Alkene Complexes


Alkene or olefin ligands are common in organotransition metal chemistry. In fact, the first organotransition metal complex, Zeise’s salt (K[PtCl3(C2H4]·H2O) was an alkene complex although its true nature was not unambiguously determined until about 100 years after its discovery.

Bonding and Structure in Alkene Complexes

The bonding in alkene complexes is described by the Dewar-Chatt-Duncanson model, which provides us with a bonding picture not unlike that seen in carbonyl or phosphine complexes. A sigma-type donation from the C=C pi orbital with concomitant pi-backbonding into an empty pi* orbital on the ethylene presents us with a synergistic bonding situation: the greater the sigma donation to the metal, the greater the pi-backbonding:

 

The greater the electron density back-donated into the pi* orbital on the alkene, the greater the reduction in the C=C bond order. An alternative way of stating this would be to say that the hybridization of the alkene carbon changes from sp2 to sp3 as back-donation increases. Either formalism describes two limiting structures: a planar olefin adduct and a metallocyclopropane. X-ray crystallographic studies confirm that the as the C-C bond length increases, the CH2 plane is distorted from the ideal planar geometry of an alkene:

 

The structural distortion of a bound alkene can also be detected by NMR: the JCH of alkene-like sp2 carbons is typically around 160 Hz whereas sp3-like carbons have a JCH around 120 Hz. Unlike carbonyl stretching frequencies, the C=C IR band (around 1500 cm-1) is usually weak and not well-correlated to C-C bond length.

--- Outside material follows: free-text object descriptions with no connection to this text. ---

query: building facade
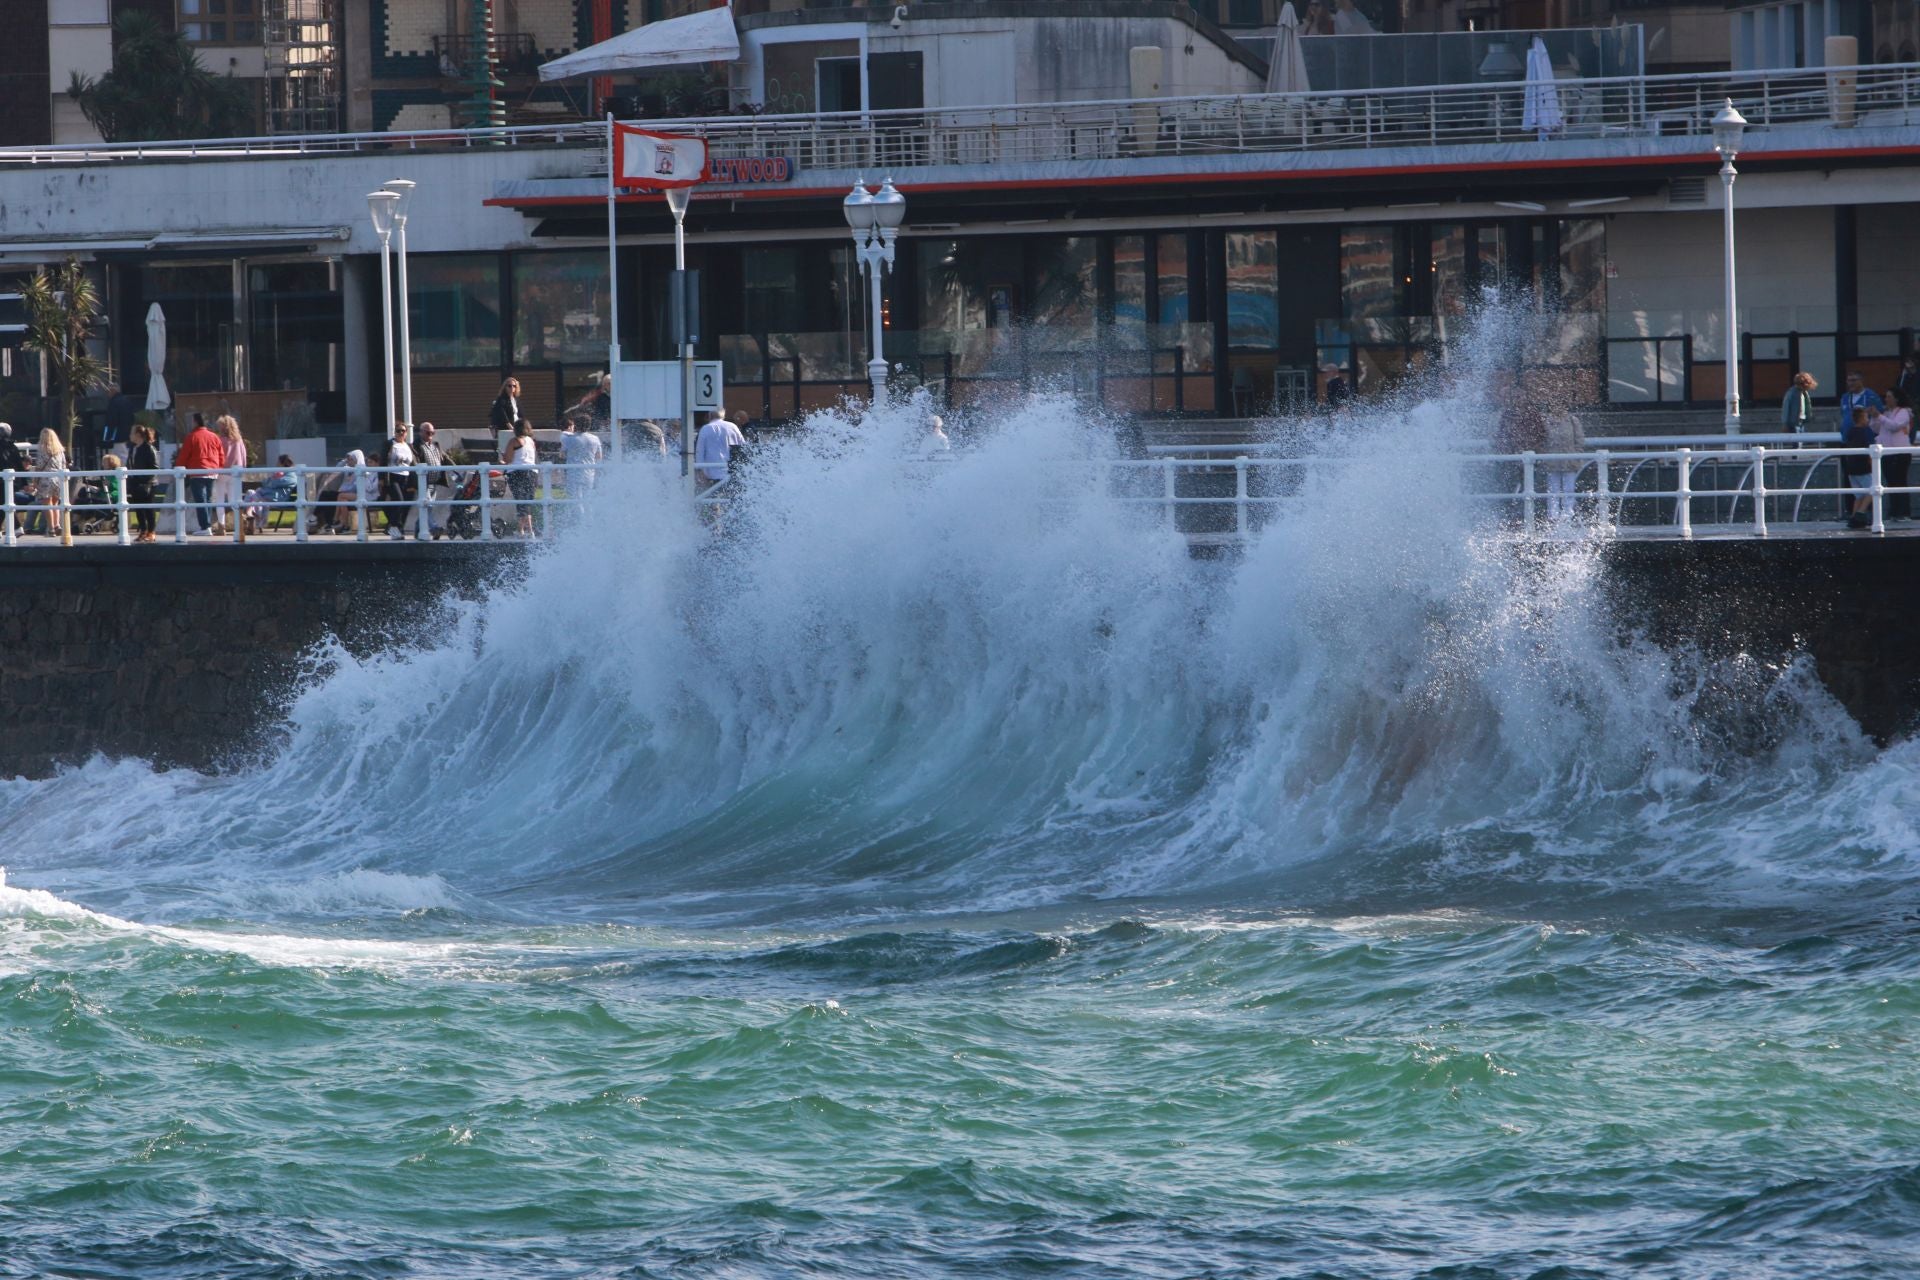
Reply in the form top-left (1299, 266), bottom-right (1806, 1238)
top-left (2, 1), bottom-right (1918, 442)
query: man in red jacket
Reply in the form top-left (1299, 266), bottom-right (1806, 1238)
top-left (174, 412), bottom-right (225, 534)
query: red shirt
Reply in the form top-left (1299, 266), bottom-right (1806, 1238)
top-left (174, 427), bottom-right (225, 471)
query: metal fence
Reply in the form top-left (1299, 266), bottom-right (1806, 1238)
top-left (0, 461), bottom-right (645, 546)
top-left (2, 62), bottom-right (1914, 175)
top-left (3, 442), bottom-right (1910, 549)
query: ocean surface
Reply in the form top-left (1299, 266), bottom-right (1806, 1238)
top-left (3, 385), bottom-right (1918, 1279)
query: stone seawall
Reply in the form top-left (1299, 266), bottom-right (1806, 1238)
top-left (0, 543), bottom-right (526, 779)
top-left (1602, 535), bottom-right (1920, 744)
top-left (0, 533), bottom-right (1913, 781)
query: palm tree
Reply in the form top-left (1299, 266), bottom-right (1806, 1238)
top-left (68, 11), bottom-right (254, 142)
top-left (21, 259), bottom-right (112, 450)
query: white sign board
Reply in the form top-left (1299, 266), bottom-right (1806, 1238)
top-left (613, 360), bottom-right (724, 420)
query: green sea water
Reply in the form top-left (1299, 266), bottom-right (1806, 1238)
top-left (5, 390), bottom-right (1919, 1276)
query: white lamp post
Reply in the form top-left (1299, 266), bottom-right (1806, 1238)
top-left (845, 176), bottom-right (905, 407)
top-left (1712, 98), bottom-right (1747, 433)
top-left (665, 184), bottom-right (695, 492)
top-left (383, 179), bottom-right (416, 427)
top-left (367, 189), bottom-right (400, 435)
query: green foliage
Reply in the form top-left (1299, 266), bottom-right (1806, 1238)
top-left (21, 258), bottom-right (111, 441)
top-left (67, 11), bottom-right (254, 142)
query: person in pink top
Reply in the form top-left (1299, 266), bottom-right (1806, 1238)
top-left (211, 415), bottom-right (248, 536)
top-left (1872, 387), bottom-right (1914, 522)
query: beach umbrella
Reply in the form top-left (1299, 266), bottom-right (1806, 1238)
top-left (1522, 36), bottom-right (1565, 139)
top-left (1266, 3), bottom-right (1312, 97)
top-left (144, 302), bottom-right (170, 412)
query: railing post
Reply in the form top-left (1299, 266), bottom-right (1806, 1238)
top-left (58, 473), bottom-right (71, 546)
top-left (540, 462), bottom-right (554, 538)
top-left (1163, 458), bottom-right (1176, 533)
top-left (354, 465), bottom-right (368, 542)
top-left (1234, 454), bottom-right (1248, 539)
top-left (295, 465), bottom-right (309, 542)
top-left (115, 470), bottom-right (130, 545)
top-left (414, 462), bottom-right (430, 541)
top-left (1676, 447), bottom-right (1693, 538)
top-left (1595, 449), bottom-right (1612, 526)
top-left (173, 466), bottom-right (187, 544)
top-left (1522, 451), bottom-right (1536, 533)
top-left (1753, 445), bottom-right (1770, 536)
top-left (1868, 443), bottom-right (1882, 535)
top-left (2, 472), bottom-right (13, 547)
top-left (232, 465), bottom-right (245, 543)
top-left (479, 464), bottom-right (494, 541)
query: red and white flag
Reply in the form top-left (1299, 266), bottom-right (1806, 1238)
top-left (613, 125), bottom-right (709, 189)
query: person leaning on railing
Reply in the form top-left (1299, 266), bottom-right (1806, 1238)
top-left (1781, 371), bottom-right (1816, 433)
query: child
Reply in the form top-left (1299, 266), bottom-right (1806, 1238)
top-left (1843, 406), bottom-right (1877, 529)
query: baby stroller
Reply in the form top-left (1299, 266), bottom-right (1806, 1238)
top-left (70, 477), bottom-right (118, 535)
top-left (446, 468), bottom-right (512, 540)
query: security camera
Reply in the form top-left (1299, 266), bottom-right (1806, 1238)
top-left (891, 5), bottom-right (908, 28)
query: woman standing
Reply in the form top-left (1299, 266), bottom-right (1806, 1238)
top-left (1874, 387), bottom-right (1914, 521)
top-left (1781, 371), bottom-right (1817, 433)
top-left (127, 423), bottom-right (160, 542)
top-left (503, 420), bottom-right (539, 538)
top-left (211, 415), bottom-right (247, 536)
top-left (33, 428), bottom-right (67, 537)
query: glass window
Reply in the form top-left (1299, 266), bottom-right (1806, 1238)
top-left (1558, 218), bottom-right (1606, 314)
top-left (1341, 225), bottom-right (1400, 322)
top-left (1431, 224), bottom-right (1469, 320)
top-left (1027, 236), bottom-right (1096, 340)
top-left (510, 251), bottom-right (609, 369)
top-left (1225, 229), bottom-right (1277, 350)
top-left (1112, 235), bottom-right (1147, 347)
top-left (140, 264), bottom-right (235, 394)
top-left (1155, 232), bottom-right (1189, 326)
top-left (249, 261), bottom-right (340, 393)
top-left (408, 254), bottom-right (501, 369)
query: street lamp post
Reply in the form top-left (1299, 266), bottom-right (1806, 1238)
top-left (665, 184), bottom-right (695, 494)
top-left (1712, 98), bottom-right (1747, 434)
top-left (844, 176), bottom-right (905, 408)
top-left (383, 179), bottom-right (416, 427)
top-left (366, 190), bottom-right (400, 436)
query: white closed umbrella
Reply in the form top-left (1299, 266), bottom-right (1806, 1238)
top-left (1522, 36), bottom-right (1565, 139)
top-left (1266, 3), bottom-right (1311, 96)
top-left (144, 302), bottom-right (170, 412)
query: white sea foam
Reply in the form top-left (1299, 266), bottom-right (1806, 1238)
top-left (0, 311), bottom-right (1911, 924)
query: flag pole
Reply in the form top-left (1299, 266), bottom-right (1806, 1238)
top-left (606, 112), bottom-right (622, 462)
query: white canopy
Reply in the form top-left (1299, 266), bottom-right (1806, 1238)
top-left (1522, 36), bottom-right (1565, 139)
top-left (144, 302), bottom-right (170, 412)
top-left (539, 5), bottom-right (740, 82)
top-left (1265, 2), bottom-right (1311, 96)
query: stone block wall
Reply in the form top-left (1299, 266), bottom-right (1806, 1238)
top-left (0, 543), bottom-right (525, 779)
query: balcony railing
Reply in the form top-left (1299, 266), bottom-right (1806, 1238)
top-left (0, 62), bottom-right (1914, 173)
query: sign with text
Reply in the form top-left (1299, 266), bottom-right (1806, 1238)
top-left (612, 125), bottom-right (709, 189)
top-left (613, 359), bottom-right (725, 420)
top-left (709, 155), bottom-right (796, 184)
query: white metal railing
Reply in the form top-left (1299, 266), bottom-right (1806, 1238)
top-left (0, 461), bottom-right (623, 546)
top-left (1103, 443), bottom-right (1920, 541)
top-left (0, 445), bottom-right (1910, 548)
top-left (2, 63), bottom-right (1914, 174)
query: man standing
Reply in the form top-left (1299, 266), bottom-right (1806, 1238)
top-left (415, 421), bottom-right (450, 539)
top-left (694, 408), bottom-right (746, 490)
top-left (174, 412), bottom-right (226, 534)
top-left (560, 417), bottom-right (603, 498)
top-left (1838, 371), bottom-right (1883, 438)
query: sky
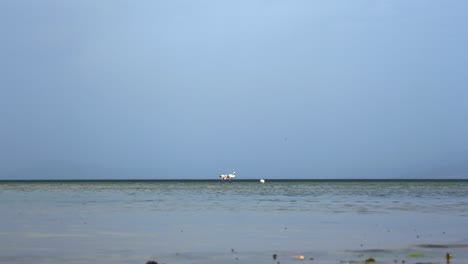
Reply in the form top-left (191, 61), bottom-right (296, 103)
top-left (1, 0), bottom-right (468, 179)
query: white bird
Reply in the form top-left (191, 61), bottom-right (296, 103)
top-left (260, 179), bottom-right (265, 183)
top-left (219, 172), bottom-right (236, 182)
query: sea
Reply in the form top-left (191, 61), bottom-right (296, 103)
top-left (1, 180), bottom-right (467, 264)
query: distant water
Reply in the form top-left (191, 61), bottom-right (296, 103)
top-left (1, 180), bottom-right (468, 264)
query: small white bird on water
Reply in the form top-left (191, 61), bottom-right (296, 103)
top-left (260, 179), bottom-right (265, 183)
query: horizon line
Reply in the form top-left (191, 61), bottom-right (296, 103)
top-left (0, 178), bottom-right (467, 182)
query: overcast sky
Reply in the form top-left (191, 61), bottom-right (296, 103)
top-left (1, 0), bottom-right (468, 179)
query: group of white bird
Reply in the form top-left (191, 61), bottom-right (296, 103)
top-left (219, 172), bottom-right (266, 183)
top-left (219, 172), bottom-right (236, 181)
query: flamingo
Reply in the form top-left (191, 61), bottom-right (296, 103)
top-left (219, 172), bottom-right (236, 182)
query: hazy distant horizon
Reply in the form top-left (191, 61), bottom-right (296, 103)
top-left (2, 159), bottom-right (468, 181)
top-left (2, 178), bottom-right (468, 181)
top-left (1, 1), bottom-right (468, 180)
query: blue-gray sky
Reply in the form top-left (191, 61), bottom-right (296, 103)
top-left (1, 0), bottom-right (468, 179)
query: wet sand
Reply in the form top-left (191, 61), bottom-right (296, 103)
top-left (1, 211), bottom-right (467, 264)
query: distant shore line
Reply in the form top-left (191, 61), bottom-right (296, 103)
top-left (0, 178), bottom-right (467, 182)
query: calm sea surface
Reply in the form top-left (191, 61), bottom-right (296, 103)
top-left (1, 180), bottom-right (467, 264)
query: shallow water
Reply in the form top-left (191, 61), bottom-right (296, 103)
top-left (1, 180), bottom-right (467, 263)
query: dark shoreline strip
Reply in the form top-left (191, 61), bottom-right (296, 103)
top-left (0, 179), bottom-right (467, 183)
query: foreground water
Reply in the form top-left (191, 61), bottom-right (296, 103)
top-left (1, 180), bottom-right (467, 264)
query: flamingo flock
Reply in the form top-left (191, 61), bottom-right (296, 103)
top-left (219, 172), bottom-right (236, 182)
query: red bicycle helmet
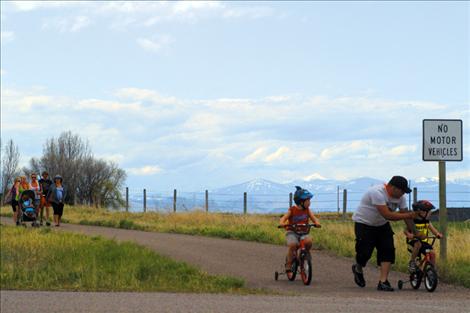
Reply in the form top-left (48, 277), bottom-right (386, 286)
top-left (412, 200), bottom-right (435, 212)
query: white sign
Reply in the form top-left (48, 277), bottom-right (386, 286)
top-left (423, 119), bottom-right (463, 161)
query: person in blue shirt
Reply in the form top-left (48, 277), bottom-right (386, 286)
top-left (47, 175), bottom-right (67, 227)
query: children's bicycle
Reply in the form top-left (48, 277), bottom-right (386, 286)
top-left (398, 236), bottom-right (439, 292)
top-left (274, 223), bottom-right (319, 285)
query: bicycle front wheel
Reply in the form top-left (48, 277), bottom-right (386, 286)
top-left (424, 263), bottom-right (438, 292)
top-left (300, 256), bottom-right (312, 285)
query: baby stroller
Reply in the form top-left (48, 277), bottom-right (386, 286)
top-left (19, 190), bottom-right (39, 227)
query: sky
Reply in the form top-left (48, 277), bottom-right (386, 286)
top-left (1, 1), bottom-right (469, 191)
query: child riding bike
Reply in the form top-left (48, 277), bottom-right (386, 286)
top-left (403, 200), bottom-right (442, 273)
top-left (279, 186), bottom-right (321, 271)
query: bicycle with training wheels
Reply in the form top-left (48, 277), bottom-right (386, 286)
top-left (274, 223), bottom-right (320, 285)
top-left (398, 236), bottom-right (440, 292)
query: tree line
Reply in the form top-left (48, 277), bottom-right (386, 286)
top-left (1, 131), bottom-right (126, 208)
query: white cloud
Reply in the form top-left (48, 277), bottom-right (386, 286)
top-left (320, 141), bottom-right (371, 160)
top-left (2, 86), bottom-right (468, 186)
top-left (42, 16), bottom-right (91, 33)
top-left (172, 1), bottom-right (224, 14)
top-left (136, 35), bottom-right (173, 53)
top-left (447, 170), bottom-right (470, 181)
top-left (244, 147), bottom-right (268, 162)
top-left (10, 1), bottom-right (56, 11)
top-left (265, 146), bottom-right (290, 162)
top-left (70, 16), bottom-right (91, 32)
top-left (97, 153), bottom-right (125, 164)
top-left (0, 69), bottom-right (6, 76)
top-left (222, 6), bottom-right (274, 19)
top-left (390, 145), bottom-right (417, 156)
top-left (115, 87), bottom-right (180, 105)
top-left (9, 1), bottom-right (275, 33)
top-left (1, 31), bottom-right (15, 42)
top-left (98, 1), bottom-right (272, 24)
top-left (264, 95), bottom-right (292, 102)
top-left (127, 165), bottom-right (162, 176)
top-left (77, 99), bottom-right (141, 112)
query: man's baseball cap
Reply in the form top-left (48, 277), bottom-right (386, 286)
top-left (388, 176), bottom-right (412, 193)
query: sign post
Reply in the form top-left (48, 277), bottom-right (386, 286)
top-left (438, 161), bottom-right (447, 261)
top-left (423, 119), bottom-right (463, 263)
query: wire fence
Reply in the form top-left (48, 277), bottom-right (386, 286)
top-left (117, 187), bottom-right (470, 214)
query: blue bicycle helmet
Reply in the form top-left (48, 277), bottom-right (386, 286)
top-left (293, 186), bottom-right (313, 205)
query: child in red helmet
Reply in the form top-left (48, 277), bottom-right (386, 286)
top-left (404, 200), bottom-right (443, 272)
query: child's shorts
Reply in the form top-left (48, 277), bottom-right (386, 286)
top-left (407, 239), bottom-right (433, 255)
top-left (286, 231), bottom-right (310, 246)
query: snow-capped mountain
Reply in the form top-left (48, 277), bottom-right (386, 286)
top-left (212, 178), bottom-right (291, 195)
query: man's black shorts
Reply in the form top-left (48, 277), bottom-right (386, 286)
top-left (355, 222), bottom-right (395, 267)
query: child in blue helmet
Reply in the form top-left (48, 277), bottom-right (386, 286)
top-left (280, 186), bottom-right (321, 270)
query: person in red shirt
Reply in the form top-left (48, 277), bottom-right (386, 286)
top-left (279, 186), bottom-right (321, 270)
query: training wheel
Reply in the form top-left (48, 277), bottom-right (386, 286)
top-left (274, 271), bottom-right (279, 281)
top-left (398, 280), bottom-right (403, 290)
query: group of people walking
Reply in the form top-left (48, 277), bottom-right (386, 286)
top-left (6, 171), bottom-right (66, 227)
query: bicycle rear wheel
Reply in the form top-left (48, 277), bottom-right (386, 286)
top-left (287, 259), bottom-right (298, 281)
top-left (410, 271), bottom-right (422, 289)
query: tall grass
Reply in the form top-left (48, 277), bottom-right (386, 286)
top-left (2, 206), bottom-right (469, 287)
top-left (0, 225), bottom-right (244, 292)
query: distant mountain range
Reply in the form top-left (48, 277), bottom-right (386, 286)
top-left (127, 177), bottom-right (470, 214)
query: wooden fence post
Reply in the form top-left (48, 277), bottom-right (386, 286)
top-left (243, 192), bottom-right (247, 214)
top-left (143, 189), bottom-right (147, 213)
top-left (125, 187), bottom-right (129, 212)
top-left (205, 190), bottom-right (209, 212)
top-left (173, 189), bottom-right (177, 213)
top-left (337, 186), bottom-right (340, 214)
top-left (413, 187), bottom-right (418, 204)
top-left (342, 189), bottom-right (347, 220)
top-left (289, 192), bottom-right (293, 208)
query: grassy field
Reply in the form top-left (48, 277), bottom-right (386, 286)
top-left (2, 206), bottom-right (469, 288)
top-left (0, 224), bottom-right (245, 292)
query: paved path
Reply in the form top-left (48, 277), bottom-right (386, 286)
top-left (2, 290), bottom-right (469, 313)
top-left (1, 218), bottom-right (469, 312)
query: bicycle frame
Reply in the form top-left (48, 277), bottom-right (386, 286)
top-left (417, 237), bottom-right (437, 270)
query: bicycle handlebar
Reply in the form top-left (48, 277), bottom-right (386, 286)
top-left (277, 223), bottom-right (321, 229)
top-left (420, 236), bottom-right (439, 246)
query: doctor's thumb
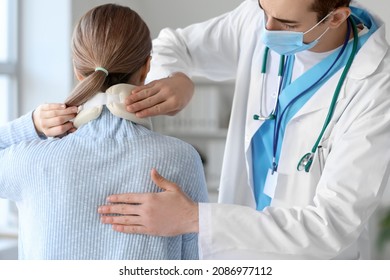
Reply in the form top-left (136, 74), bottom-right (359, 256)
top-left (150, 168), bottom-right (179, 192)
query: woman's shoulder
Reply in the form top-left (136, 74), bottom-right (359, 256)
top-left (146, 131), bottom-right (202, 159)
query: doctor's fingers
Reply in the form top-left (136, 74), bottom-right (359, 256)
top-left (112, 224), bottom-right (157, 236)
top-left (126, 91), bottom-right (177, 117)
top-left (105, 192), bottom-right (152, 204)
top-left (134, 100), bottom-right (183, 118)
top-left (100, 214), bottom-right (143, 226)
top-left (127, 95), bottom-right (169, 118)
top-left (104, 215), bottom-right (172, 236)
top-left (101, 216), bottom-right (156, 235)
top-left (98, 203), bottom-right (143, 215)
top-left (126, 80), bottom-right (185, 117)
top-left (126, 83), bottom-right (158, 105)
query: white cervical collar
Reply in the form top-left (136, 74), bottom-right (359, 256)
top-left (73, 84), bottom-right (152, 130)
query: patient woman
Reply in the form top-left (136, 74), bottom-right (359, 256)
top-left (0, 4), bottom-right (208, 259)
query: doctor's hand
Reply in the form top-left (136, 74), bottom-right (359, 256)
top-left (98, 169), bottom-right (199, 236)
top-left (33, 103), bottom-right (78, 137)
top-left (125, 72), bottom-right (194, 118)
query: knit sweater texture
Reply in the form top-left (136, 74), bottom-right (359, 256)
top-left (0, 108), bottom-right (208, 259)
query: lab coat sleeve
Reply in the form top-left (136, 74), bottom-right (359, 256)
top-left (199, 82), bottom-right (390, 259)
top-left (147, 0), bottom-right (257, 82)
top-left (0, 111), bottom-right (43, 150)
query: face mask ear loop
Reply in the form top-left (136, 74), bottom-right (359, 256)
top-left (315, 27), bottom-right (330, 42)
top-left (304, 11), bottom-right (334, 35)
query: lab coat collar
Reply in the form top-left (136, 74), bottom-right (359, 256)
top-left (290, 13), bottom-right (387, 121)
top-left (348, 24), bottom-right (388, 80)
top-left (348, 5), bottom-right (388, 80)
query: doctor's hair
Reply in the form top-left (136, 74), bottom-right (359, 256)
top-left (310, 0), bottom-right (351, 22)
top-left (65, 4), bottom-right (152, 107)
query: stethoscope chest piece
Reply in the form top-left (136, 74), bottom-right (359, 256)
top-left (253, 114), bottom-right (275, 121)
top-left (297, 152), bottom-right (314, 172)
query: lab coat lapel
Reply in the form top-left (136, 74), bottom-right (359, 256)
top-left (347, 24), bottom-right (388, 80)
top-left (287, 70), bottom-right (344, 122)
top-left (290, 7), bottom-right (383, 121)
top-left (280, 45), bottom-right (352, 123)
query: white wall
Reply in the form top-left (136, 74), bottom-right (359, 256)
top-left (358, 0), bottom-right (390, 41)
top-left (132, 0), bottom-right (245, 39)
top-left (19, 0), bottom-right (72, 114)
top-left (18, 0), bottom-right (244, 114)
top-left (71, 0), bottom-right (244, 39)
top-left (71, 1), bottom-right (143, 33)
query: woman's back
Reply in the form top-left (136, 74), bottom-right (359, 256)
top-left (4, 108), bottom-right (208, 259)
top-left (0, 4), bottom-right (209, 259)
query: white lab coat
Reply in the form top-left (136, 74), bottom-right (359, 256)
top-left (148, 0), bottom-right (390, 259)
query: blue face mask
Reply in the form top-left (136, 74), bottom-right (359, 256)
top-left (261, 12), bottom-right (333, 56)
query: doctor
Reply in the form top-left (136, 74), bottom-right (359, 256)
top-left (96, 0), bottom-right (390, 259)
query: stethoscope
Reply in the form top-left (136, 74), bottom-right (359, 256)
top-left (253, 17), bottom-right (359, 173)
top-left (253, 46), bottom-right (285, 121)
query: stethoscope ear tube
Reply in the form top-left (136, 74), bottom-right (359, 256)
top-left (254, 50), bottom-right (285, 121)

Electronic factors play a large role in the binding of alkenes to transition metals. For example, tetrafluoroethylene will bind more tightly than ethylene to a low valent metal complex because the presence of electron-withdrawing groups on the olefin results in poorer sigma donation and lowers the energy of the pi* orbital (providing better overlap for backbonding). Likewise, ethylene (like carbon monoxide) is a poor ligand for d0 metal complexes because there are no d-electrons to engage in back-bonding.

The stability of alkene complexes also depends on steric factors as well. An empirical ordering of relative stability would be:

tetrasubstituted < trisubstituted < trans-disubstituted < cis-disubstituted < monosubstituted < ethylene.

Synthesis of Alkene Complexes

Alkene complexes can be synthesized by several methods:

  1. Ligand substitution reactions.
  2. Reduction of a higher valent metal in the presence of an alkene.
  3. From alkyls and related species:

Reactions of Alkene Complexes

The bonding of an alkene to a transition metal can activate the ligand to electrophilic or nucleophilic attack depending on the nature and charge of the metal center. For example, if there is a high formal charge on the metal center then the olefin is subject to attack by nucleophiles at the face opposite the metal (giving trans addition). Likewise, electron rich metal centers in low oxidation states are activated for attack by electrophiles at the C-C bond.

The reaction chemistry of these complexes is quite broad and could form another textbook in itself. For some other examples of alkene reactivity look at the sections on olefin metathesis, olefin polymerization and insertion reactions.